Let’s have a look at its history.
The wild species hyacinth( Hyacinthus orientalis) was first recorded as being grown in the eastern Mediterranean, and seems to have been widely distributed throughout Asia minor to Syria and from the Euphrates Gulf into Iran and Iraq.
It was grown in gardens in Turkey from the mid 15th century, but did not appear in European gardens until 1554 when Ogier Ghiselin de Busbecq, the Flemish Diplomat sent them to Vienna along with varieties of Crown imperials, Tulips and Anemones .
The fist picture of a hyacinth appears in Rembert Dodoen’s Herbal of 1596.
By 1780 hyacinths were widely planted in England, but earlier, in France, they were popularised by Madame de Pompadour , who impressed by the flowers virtue of being able to be “ forced” into flowering early.
The Dutch took up a breeding programme and they imported them into England, where a more restrained version of Tulpiomania surrounded the introductions of the new coloured varieties( the original wild plant is blue).
There is a Greek myth surrounding the creation of the flower. Hyakinthos, the beautiful son of the Spartan king Amyclas was loved by both Apollo , god of the sun and Zephyrus, god of the West wind. Hyakinthos preferred Apollo. One day when they were playing a game of quoits together the jealous Zephyr blew a quoit at Hyakinthos and killed him. Where his blood feel, the first hyacinth grew.The son of a king, Hyakinthos was naturally blue –blooded and consequently all wild hyacinths were blue.
Dangerous chaps these gods…..
It became was what was termed a Florists Flower,and is the only one of that group that Jane Austen mentions.
Let me explain.
Around the end of the eighteenth and the beginning of the nineteenth century a large number of what were called Florists' Societies were formed. A florist was defined as a gardener who grew a limited range of flowers to a strictly defined set of rules or standards. ( note: how different this is from the modern use of the word which more commonly refers to a retail shop selling cut flowers.)

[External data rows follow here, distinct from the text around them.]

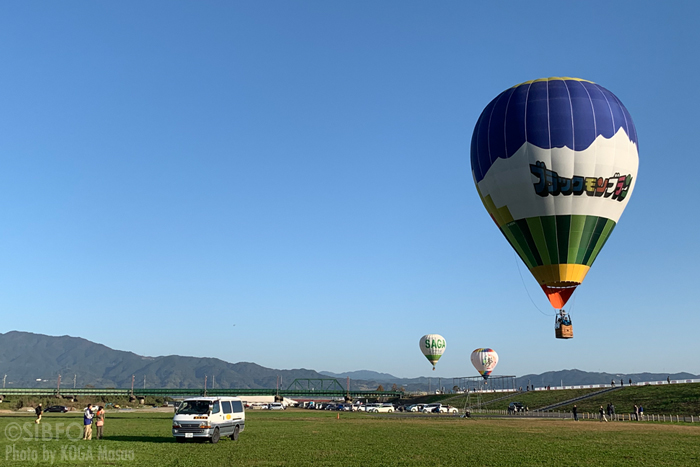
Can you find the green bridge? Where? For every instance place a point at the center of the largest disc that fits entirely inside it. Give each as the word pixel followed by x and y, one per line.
pixel 300 388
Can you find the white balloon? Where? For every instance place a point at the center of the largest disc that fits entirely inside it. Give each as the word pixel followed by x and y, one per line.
pixel 484 360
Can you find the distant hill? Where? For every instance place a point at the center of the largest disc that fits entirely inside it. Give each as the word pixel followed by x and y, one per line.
pixel 26 357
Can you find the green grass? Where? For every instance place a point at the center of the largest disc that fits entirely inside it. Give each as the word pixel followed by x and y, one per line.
pixel 304 437
pixel 674 399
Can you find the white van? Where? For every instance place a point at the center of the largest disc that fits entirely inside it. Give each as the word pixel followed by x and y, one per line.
pixel 209 417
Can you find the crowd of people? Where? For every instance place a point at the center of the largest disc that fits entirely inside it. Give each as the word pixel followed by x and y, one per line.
pixel 609 412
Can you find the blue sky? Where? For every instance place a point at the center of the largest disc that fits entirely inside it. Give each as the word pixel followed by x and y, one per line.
pixel 289 183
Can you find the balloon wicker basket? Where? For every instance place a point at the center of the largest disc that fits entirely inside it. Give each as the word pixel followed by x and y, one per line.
pixel 564 331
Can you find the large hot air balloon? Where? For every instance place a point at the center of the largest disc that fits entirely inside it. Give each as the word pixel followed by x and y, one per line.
pixel 432 346
pixel 484 360
pixel 555 162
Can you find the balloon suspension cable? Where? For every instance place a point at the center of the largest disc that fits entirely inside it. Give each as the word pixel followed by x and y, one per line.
pixel 573 301
pixel 517 265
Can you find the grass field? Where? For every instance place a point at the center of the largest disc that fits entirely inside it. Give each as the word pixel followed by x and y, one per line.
pixel 304 437
pixel 675 399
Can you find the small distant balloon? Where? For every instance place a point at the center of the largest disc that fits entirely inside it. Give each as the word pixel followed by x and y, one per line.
pixel 433 346
pixel 484 360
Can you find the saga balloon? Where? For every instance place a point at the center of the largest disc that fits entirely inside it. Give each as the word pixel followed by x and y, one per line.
pixel 432 346
pixel 484 360
pixel 555 162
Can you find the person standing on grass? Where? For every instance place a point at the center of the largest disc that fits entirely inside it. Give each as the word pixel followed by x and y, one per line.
pixel 100 421
pixel 38 411
pixel 87 423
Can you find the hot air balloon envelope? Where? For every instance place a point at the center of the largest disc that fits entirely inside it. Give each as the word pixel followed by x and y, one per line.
pixel 433 346
pixel 555 161
pixel 484 360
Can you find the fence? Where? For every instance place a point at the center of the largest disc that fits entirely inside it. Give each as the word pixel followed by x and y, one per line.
pixel 593 416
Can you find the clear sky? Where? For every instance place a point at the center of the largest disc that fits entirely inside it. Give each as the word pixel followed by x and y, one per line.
pixel 288 182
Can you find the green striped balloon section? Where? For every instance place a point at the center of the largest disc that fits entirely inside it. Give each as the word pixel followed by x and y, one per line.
pixel 569 239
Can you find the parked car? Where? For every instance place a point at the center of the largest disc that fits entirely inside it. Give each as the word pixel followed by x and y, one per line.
pixel 209 418
pixel 439 408
pixel 57 408
pixel 380 408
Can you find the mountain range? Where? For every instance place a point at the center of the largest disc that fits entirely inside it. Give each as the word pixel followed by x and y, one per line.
pixel 36 360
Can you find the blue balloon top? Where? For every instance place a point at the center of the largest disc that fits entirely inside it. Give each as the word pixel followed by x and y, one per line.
pixel 548 113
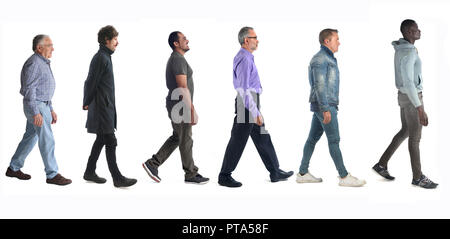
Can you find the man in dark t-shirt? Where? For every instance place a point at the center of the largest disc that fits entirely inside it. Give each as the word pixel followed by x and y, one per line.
pixel 181 111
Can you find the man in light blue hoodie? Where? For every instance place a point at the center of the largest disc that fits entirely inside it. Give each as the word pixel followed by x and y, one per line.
pixel 408 80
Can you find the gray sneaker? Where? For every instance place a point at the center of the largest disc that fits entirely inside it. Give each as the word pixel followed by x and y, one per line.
pixel 424 182
pixel 198 179
pixel 151 171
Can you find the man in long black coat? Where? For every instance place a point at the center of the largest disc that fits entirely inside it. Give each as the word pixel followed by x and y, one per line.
pixel 99 100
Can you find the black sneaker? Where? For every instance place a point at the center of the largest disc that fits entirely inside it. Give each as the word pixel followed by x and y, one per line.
pixel 280 176
pixel 198 179
pixel 228 181
pixel 424 182
pixel 124 182
pixel 382 171
pixel 151 171
pixel 93 178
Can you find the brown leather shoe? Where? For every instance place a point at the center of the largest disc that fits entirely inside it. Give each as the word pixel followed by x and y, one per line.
pixel 19 174
pixel 59 180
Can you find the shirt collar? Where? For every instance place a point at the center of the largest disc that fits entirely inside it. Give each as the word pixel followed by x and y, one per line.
pixel 42 57
pixel 246 53
pixel 327 50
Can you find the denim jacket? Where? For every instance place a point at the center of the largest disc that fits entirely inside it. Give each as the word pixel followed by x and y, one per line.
pixel 324 80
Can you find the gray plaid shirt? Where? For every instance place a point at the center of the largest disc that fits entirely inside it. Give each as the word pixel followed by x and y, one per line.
pixel 37 82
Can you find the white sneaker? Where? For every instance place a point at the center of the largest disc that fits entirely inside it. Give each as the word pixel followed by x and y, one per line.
pixel 350 181
pixel 307 178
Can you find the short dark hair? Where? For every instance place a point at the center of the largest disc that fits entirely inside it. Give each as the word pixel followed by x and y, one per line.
pixel 106 33
pixel 325 34
pixel 173 37
pixel 38 40
pixel 406 24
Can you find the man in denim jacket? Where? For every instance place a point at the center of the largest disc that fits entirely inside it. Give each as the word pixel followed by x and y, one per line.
pixel 408 80
pixel 324 99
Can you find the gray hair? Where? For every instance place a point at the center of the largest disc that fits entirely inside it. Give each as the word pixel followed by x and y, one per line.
pixel 38 40
pixel 326 34
pixel 243 33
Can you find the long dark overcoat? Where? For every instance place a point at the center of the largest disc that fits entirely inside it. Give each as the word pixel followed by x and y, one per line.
pixel 99 94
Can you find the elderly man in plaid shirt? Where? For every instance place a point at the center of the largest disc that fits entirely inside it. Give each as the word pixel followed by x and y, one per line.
pixel 37 88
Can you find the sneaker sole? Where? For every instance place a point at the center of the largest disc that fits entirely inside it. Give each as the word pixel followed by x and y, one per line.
pixel 423 187
pixel 308 181
pixel 390 179
pixel 202 183
pixel 150 174
pixel 353 186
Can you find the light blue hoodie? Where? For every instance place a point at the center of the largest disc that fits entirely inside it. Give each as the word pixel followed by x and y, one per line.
pixel 408 70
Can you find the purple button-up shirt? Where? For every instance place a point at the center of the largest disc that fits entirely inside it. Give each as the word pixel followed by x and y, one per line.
pixel 37 82
pixel 246 79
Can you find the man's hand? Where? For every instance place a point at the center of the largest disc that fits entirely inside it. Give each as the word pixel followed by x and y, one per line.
pixel 423 117
pixel 38 120
pixel 54 117
pixel 326 117
pixel 194 116
pixel 259 120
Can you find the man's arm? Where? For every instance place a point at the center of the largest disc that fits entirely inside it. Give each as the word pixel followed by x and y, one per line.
pixel 182 84
pixel 407 72
pixel 242 86
pixel 30 82
pixel 96 69
pixel 319 72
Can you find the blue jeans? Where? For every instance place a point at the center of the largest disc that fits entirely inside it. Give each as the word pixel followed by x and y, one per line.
pixel 33 134
pixel 332 131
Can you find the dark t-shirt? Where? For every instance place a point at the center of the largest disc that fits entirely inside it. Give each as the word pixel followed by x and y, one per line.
pixel 177 65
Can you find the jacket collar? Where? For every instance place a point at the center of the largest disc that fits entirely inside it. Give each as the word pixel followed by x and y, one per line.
pixel 328 51
pixel 106 49
pixel 42 58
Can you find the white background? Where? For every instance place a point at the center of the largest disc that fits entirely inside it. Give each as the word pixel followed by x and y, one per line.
pixel 288 34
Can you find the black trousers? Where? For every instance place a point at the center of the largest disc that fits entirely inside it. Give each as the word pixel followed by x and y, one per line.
pixel 110 143
pixel 239 136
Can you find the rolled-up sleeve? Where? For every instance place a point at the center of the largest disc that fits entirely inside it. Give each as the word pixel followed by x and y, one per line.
pixel 30 80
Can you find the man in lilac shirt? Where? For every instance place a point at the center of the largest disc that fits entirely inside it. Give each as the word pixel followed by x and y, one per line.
pixel 37 88
pixel 248 120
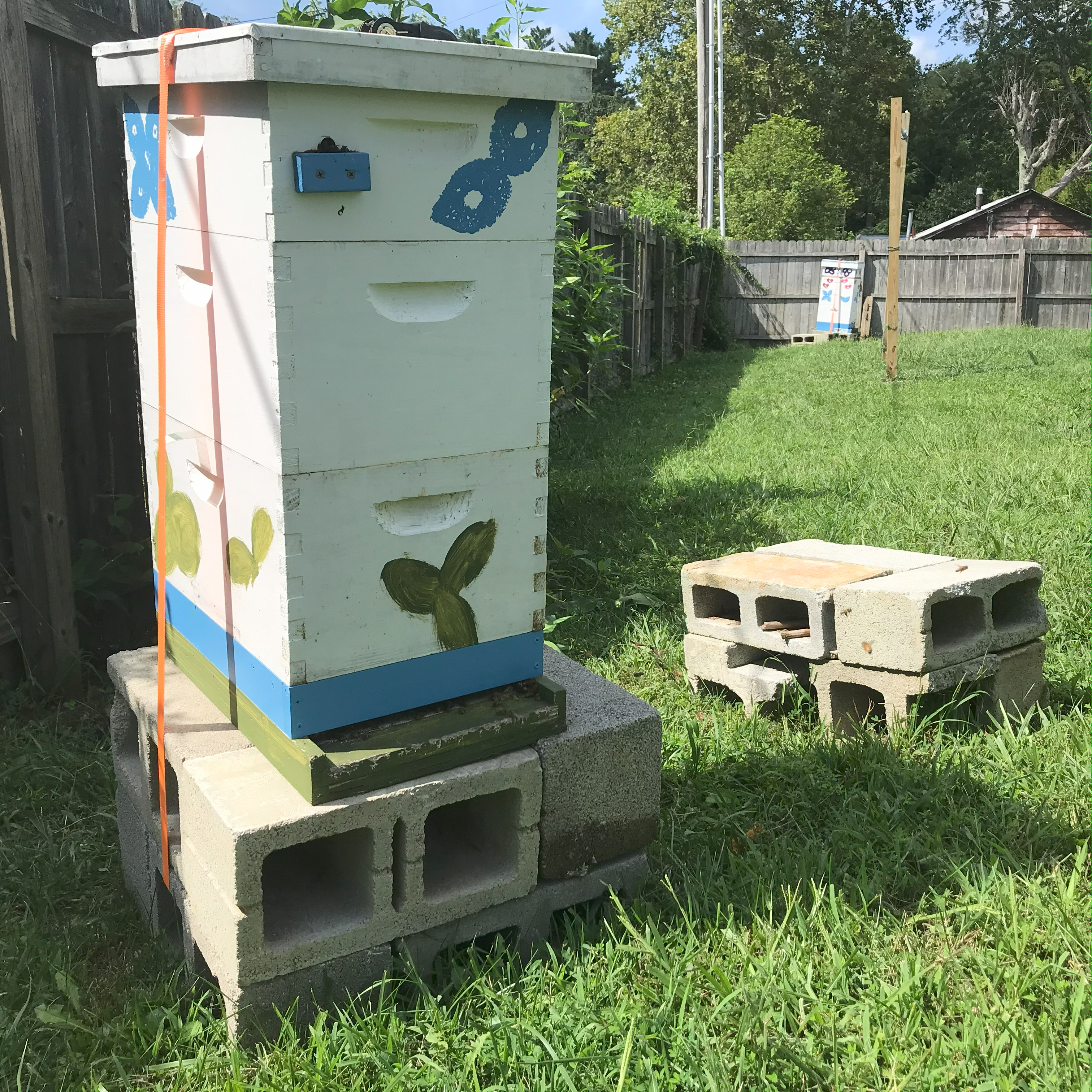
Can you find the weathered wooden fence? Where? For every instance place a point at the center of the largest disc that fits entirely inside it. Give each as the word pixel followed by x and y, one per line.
pixel 663 307
pixel 957 284
pixel 70 426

Amongst these Florist Flowers were the auricula, anemone, carnation, laced pink, ranunculus, hyacinth and the old English or broken tulip.
The old florists' societies were concentrated in the North and Midlands with a smaller number in East Anglia and the London area. Shows were also held in the West Country in small towns like Taunton.
When Henry remarkes that:
And though the love of a hyacinth may be rather domestic, who can tell, the sentiment once raised, but you may in time come to love a rose?”
perhaps he is referring to these rather plebeian societies, who grew this type of flowers?
So, not much there for us, is there?
I feel that the emphasis in Catherine’s conversation with Henry should perhaps be put on the verb “ to love” as it seems to me that someone is glad to receive the information that a certain someone has now learned how to love a …thing….;-)
“At any rate, however, I am pleased that you have learnt to love a hyacinth. The mere habit of learning to love is the thing; and a teachableness of disposition in a young lady is a great blessing.